Can this sort of thing be done easily with a soft fork or some kind of smart contract between users and miners? I don't know, I am thinking about it.

@Heretic says:
Quote
Anyone willing to waste their resources on mounting a 51% attack on Bitcoin will do so regardless of whether we try to tweak the incentive structure in one way or another. Assuming such an adversary exists, selfish mining or covertly aggregating (unused) reserve hashing power would be the least of our worries.

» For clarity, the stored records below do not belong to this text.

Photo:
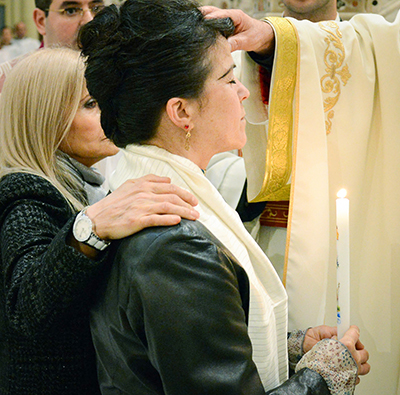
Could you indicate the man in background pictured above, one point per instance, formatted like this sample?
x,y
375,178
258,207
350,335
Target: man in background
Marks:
x,y
58,22
21,42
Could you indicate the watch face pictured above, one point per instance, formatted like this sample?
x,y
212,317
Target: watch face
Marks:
x,y
82,228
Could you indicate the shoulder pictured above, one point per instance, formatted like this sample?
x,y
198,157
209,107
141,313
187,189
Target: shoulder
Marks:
x,y
17,188
187,233
188,247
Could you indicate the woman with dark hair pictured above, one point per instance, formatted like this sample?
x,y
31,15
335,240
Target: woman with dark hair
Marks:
x,y
50,136
195,308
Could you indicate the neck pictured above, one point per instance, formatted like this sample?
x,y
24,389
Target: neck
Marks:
x,y
175,144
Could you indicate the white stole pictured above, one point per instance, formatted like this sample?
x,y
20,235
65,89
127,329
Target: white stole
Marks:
x,y
268,301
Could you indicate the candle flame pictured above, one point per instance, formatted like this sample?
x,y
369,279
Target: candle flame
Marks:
x,y
342,193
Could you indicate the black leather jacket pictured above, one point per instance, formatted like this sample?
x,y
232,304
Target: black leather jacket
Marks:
x,y
171,318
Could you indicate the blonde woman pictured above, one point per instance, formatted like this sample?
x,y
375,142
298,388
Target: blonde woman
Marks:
x,y
50,135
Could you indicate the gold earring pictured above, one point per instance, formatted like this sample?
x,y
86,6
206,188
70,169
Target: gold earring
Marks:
x,y
188,135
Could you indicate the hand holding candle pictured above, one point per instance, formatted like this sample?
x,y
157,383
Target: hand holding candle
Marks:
x,y
343,263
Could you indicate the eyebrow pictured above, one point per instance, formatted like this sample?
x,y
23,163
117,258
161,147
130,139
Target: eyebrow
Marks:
x,y
227,72
77,3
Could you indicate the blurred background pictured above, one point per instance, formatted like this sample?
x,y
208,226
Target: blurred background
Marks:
x,y
14,11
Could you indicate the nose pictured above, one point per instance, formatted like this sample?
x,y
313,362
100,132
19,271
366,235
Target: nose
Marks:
x,y
86,17
243,92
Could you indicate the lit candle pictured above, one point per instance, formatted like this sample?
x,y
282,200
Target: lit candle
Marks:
x,y
343,263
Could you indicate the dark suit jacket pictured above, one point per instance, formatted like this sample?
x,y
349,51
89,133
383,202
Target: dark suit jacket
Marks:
x,y
171,318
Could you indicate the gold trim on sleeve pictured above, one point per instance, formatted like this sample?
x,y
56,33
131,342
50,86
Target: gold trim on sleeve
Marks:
x,y
278,164
336,72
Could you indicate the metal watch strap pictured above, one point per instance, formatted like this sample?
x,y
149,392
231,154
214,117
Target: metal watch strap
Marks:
x,y
93,240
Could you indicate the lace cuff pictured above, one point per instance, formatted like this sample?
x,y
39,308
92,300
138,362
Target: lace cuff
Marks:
x,y
295,347
333,361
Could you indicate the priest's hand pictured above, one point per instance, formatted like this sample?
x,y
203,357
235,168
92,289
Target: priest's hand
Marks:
x,y
250,34
314,335
351,340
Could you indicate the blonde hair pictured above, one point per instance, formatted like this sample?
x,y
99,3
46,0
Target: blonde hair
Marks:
x,y
38,103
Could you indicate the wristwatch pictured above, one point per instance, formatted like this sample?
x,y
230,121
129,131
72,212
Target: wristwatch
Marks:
x,y
83,232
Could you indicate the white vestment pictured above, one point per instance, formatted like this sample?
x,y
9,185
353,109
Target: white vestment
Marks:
x,y
343,132
268,300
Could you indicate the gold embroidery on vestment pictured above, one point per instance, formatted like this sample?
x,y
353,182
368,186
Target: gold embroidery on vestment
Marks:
x,y
278,164
336,72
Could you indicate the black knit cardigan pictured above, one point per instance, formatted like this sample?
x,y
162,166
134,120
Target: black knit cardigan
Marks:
x,y
45,294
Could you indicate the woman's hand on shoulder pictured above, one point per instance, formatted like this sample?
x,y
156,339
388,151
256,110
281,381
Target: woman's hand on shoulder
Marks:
x,y
137,204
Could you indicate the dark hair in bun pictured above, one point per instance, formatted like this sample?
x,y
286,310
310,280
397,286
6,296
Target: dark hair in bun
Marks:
x,y
142,54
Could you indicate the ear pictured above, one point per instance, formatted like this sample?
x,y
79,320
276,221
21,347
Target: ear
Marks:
x,y
180,112
39,17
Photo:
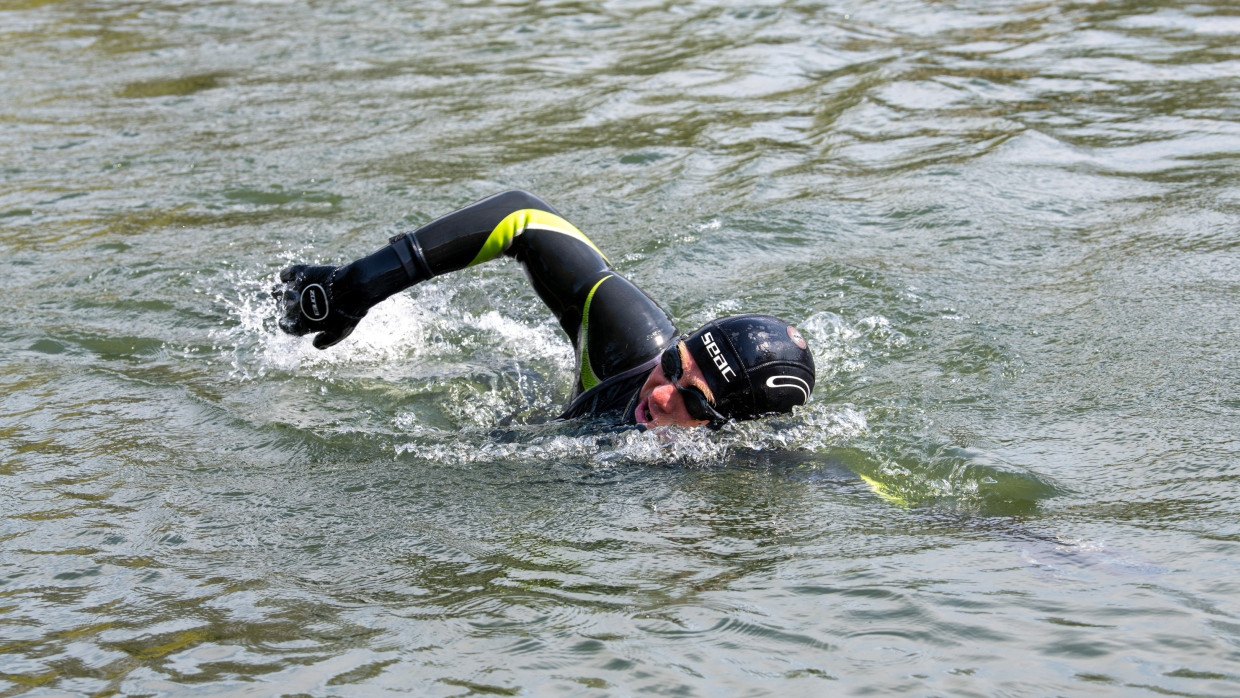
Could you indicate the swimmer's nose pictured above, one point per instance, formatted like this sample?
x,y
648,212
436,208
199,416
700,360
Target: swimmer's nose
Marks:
x,y
662,397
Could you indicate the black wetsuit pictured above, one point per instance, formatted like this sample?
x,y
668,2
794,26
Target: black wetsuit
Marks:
x,y
616,330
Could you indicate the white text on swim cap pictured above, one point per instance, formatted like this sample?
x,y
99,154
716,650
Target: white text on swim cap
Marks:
x,y
799,383
717,356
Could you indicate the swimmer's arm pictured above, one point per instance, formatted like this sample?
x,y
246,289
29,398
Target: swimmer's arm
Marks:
x,y
515,223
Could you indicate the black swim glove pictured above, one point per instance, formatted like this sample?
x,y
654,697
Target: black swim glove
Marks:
x,y
319,299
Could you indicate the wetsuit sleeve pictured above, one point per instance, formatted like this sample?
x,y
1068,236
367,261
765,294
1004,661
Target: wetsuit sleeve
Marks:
x,y
613,325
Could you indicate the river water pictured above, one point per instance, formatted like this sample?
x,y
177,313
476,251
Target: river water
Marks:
x,y
1011,232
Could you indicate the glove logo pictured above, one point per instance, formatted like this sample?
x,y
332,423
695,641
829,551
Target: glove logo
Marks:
x,y
314,303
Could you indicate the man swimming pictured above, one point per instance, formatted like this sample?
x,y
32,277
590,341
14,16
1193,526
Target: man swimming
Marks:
x,y
633,363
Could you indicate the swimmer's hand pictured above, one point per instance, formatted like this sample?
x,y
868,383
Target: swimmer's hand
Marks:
x,y
318,299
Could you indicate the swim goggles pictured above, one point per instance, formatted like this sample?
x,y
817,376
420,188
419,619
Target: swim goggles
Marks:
x,y
695,401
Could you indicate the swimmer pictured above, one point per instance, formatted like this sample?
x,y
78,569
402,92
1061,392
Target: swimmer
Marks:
x,y
633,363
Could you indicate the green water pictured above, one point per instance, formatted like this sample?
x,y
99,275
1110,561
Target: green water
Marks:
x,y
1011,233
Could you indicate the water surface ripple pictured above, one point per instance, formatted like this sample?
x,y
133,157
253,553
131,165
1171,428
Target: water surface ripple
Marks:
x,y
1011,233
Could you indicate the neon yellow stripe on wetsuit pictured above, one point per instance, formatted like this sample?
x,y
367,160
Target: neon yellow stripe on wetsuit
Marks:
x,y
517,222
588,378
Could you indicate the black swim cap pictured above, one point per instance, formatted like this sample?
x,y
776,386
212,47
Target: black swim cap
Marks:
x,y
753,363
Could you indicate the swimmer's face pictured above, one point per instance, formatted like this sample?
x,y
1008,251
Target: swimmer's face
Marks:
x,y
662,398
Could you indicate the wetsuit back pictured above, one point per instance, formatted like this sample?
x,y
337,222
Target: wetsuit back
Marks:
x,y
616,330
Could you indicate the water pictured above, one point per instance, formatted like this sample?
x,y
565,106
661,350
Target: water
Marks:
x,y
1009,232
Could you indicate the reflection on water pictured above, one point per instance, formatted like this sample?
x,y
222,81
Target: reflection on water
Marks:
x,y
1008,233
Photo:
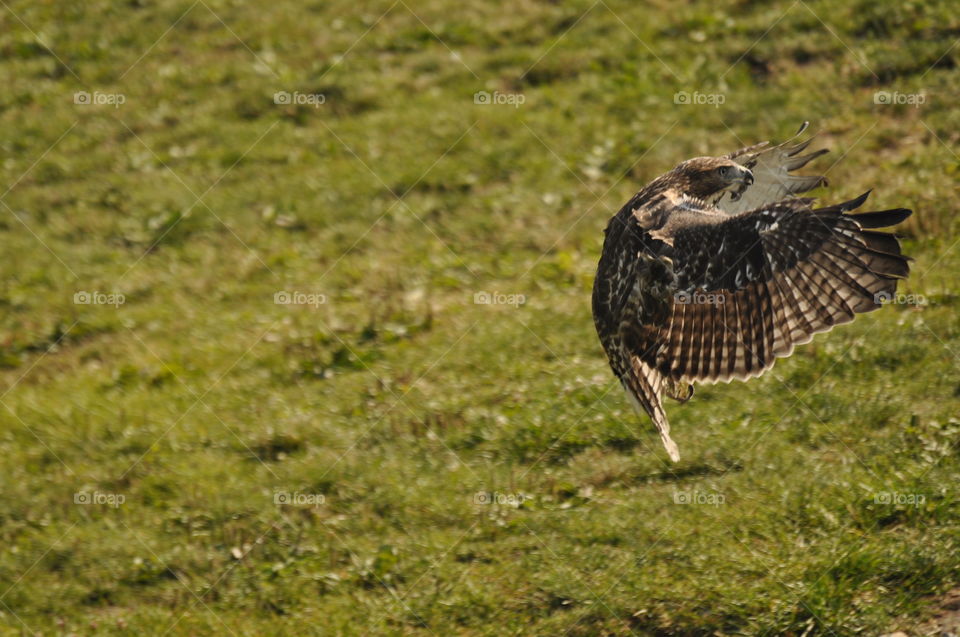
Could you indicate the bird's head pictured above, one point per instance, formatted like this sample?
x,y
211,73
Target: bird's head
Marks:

Also revisiting this...I think I should add another category of attacks that I am trying to prevent: subtle attacks that are profitable and don't significantly affect the price of Bitcoin. This could be block withholding attacks (mining pools wasting each other's resources), networking attacks (to mess with other miners' connectivity), physical attacks (like purposely selling defective hardware and for yourself mining with the good hardware). I think this is what Peter Todd was talking about in the Reddit post about "other subtle and more effective attacks", and he (and others) likely don't want to lay them all out to give attackers bad ideas. Even EMP attacks on general electric devices can be considered "subtle" as it can be done to look like just an attack on general devices, while really it is targetting an area dense with honest miners. The selfish mining attacks and collusion attacks (the other categories) can also be done quite profitably I think, but with Internet anonymity still immature, they are less practical (as Peter Todd also indicated). In general, the point of my proposal is to disincentivize miners from driving out the competition. With the same reward for a lower hashrate, it is profitable to drive out competiton (lower overall hashrate) as that gives a bigger share to the attacker, and the same reward. If someone knows other ways to achieve this goal, then please let me know. This is one simple way that I think would work.